In this week's PNAS, research led by Stanford University scientists studied antibodies to β-amyloid (Aβ) proteins on a large scale. Using peptide arrays on plasma samples and cerebrospinal fluid of patients with Alzheimer's disease, they found natural antibodies against known toxic Aβ and amyloidogenic non-Aβ peptides and that these antibodies decrease with age and advancing Alzheimer's. Antibody reactivity was "most prominent against oligomeric assemblies of Aβ and pyroglutamate or oxidized residues," suggesting there are "conformation-specific, cross-reactive antibodies that may protect against amyloidogenic toxic peptides," they write.
Scientists at the Gladstone Institute in San Francisco have published a paper on the pathways involved in frontotemporal dementia, which is the most common form of dementia in people under 60. In work led by first author S. Tariq Ahmad, they used a genetic screen on a Drosophila model of frontotemporal dementia to find that serpin5, a serine protease inhibitor, regulates the toll pathway and CHMP2B toxicity. Rare mutations in the CHMP2B gene have been found to be associated with frontotemporal dementia.
At the Genome Institute of Singapore, Sen-Kwan Tay led work published this week that looked at the "genomic basis of primate phenotypic uniqueness." After screening a catalog of 38,037 human transcriptional units (TUs), the team discovered 131 of these within primate-specific insertions in nine-species sequence alignments and outside of segmental duplications. Among other things, they found that 24 percent of these TUs were localized to subtelomeric and pericentromeric regions, implicating these regions in the creation of new species-specific genes.
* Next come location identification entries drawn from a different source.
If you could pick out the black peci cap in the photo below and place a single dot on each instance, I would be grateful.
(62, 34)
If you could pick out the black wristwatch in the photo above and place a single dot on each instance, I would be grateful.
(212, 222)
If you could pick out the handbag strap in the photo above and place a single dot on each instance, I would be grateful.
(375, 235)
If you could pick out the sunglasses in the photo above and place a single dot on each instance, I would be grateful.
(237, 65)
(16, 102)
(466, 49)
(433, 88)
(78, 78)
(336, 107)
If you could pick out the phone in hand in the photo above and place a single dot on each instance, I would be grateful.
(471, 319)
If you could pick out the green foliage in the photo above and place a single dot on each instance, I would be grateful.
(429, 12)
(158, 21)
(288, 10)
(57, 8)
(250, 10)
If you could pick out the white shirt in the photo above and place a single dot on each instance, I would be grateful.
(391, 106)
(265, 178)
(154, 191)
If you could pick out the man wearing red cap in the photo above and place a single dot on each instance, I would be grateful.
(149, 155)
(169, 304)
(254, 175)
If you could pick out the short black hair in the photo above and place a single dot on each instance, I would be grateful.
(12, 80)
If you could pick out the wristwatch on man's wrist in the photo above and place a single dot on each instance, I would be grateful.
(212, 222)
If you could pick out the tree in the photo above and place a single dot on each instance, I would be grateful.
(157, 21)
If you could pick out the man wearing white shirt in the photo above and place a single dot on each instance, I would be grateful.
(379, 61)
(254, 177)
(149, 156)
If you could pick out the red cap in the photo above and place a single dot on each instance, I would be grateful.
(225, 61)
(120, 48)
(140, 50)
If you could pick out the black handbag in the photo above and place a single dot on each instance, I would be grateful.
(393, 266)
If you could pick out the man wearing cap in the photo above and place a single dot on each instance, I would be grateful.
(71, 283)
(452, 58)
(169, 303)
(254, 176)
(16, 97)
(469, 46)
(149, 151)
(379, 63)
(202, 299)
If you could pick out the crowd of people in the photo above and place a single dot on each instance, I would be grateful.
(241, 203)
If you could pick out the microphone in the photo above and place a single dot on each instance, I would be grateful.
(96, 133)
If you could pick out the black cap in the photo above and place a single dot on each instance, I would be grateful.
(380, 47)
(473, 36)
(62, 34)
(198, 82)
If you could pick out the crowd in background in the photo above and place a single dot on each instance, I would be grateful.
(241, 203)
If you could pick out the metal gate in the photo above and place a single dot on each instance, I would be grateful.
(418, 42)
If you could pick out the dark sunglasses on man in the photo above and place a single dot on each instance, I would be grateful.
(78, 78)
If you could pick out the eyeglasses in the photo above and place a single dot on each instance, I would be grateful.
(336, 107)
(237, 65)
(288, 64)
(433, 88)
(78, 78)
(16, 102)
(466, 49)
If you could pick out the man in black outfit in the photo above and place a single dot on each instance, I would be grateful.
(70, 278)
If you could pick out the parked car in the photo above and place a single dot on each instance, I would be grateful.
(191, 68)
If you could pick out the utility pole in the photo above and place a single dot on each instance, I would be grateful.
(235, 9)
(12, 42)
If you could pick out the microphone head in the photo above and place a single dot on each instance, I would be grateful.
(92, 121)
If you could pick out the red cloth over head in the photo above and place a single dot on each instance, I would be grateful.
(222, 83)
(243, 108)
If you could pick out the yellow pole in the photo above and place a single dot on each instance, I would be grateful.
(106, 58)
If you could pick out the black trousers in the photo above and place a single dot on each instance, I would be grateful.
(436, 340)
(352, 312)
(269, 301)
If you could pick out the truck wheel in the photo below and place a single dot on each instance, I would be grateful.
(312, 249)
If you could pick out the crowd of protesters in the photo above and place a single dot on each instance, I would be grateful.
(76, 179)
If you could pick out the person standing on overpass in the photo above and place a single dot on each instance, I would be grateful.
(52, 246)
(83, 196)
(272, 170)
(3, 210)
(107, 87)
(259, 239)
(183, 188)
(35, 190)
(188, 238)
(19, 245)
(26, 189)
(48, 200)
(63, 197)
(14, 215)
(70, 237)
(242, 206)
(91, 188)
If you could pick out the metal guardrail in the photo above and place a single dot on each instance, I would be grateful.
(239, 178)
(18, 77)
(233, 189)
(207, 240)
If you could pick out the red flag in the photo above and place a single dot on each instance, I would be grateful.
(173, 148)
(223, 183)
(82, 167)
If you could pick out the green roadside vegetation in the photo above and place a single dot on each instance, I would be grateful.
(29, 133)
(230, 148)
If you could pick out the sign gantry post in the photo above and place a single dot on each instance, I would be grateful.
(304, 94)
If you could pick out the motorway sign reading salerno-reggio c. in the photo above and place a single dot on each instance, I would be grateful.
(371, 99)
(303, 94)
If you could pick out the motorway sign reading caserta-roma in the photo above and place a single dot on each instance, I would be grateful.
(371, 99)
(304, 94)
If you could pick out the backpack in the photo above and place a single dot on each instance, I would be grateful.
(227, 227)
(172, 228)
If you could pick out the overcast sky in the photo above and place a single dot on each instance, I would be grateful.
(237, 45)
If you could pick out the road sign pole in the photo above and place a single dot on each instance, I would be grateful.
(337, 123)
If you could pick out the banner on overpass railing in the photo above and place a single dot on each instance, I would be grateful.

Finally, a study led in part by the Broad Institute's John Rinn followed up on previous work that discovered lincRNAs (large intergenic noncoding RNAs), finding that many of them aggregate with chromatin-modifying complexes to alter gene expression. They observed, by looking at chromatin-state maps, that the number of human lincRNAs is actually 3,300 and about 20 percent of these are bound by the polycomb repressive complex (PRC)2. By knocking out certain lincRNAs associated with (PRC)2 using siRNAs, they saw up-regulation of gene expression by those genes normally silenced by (PRC)2.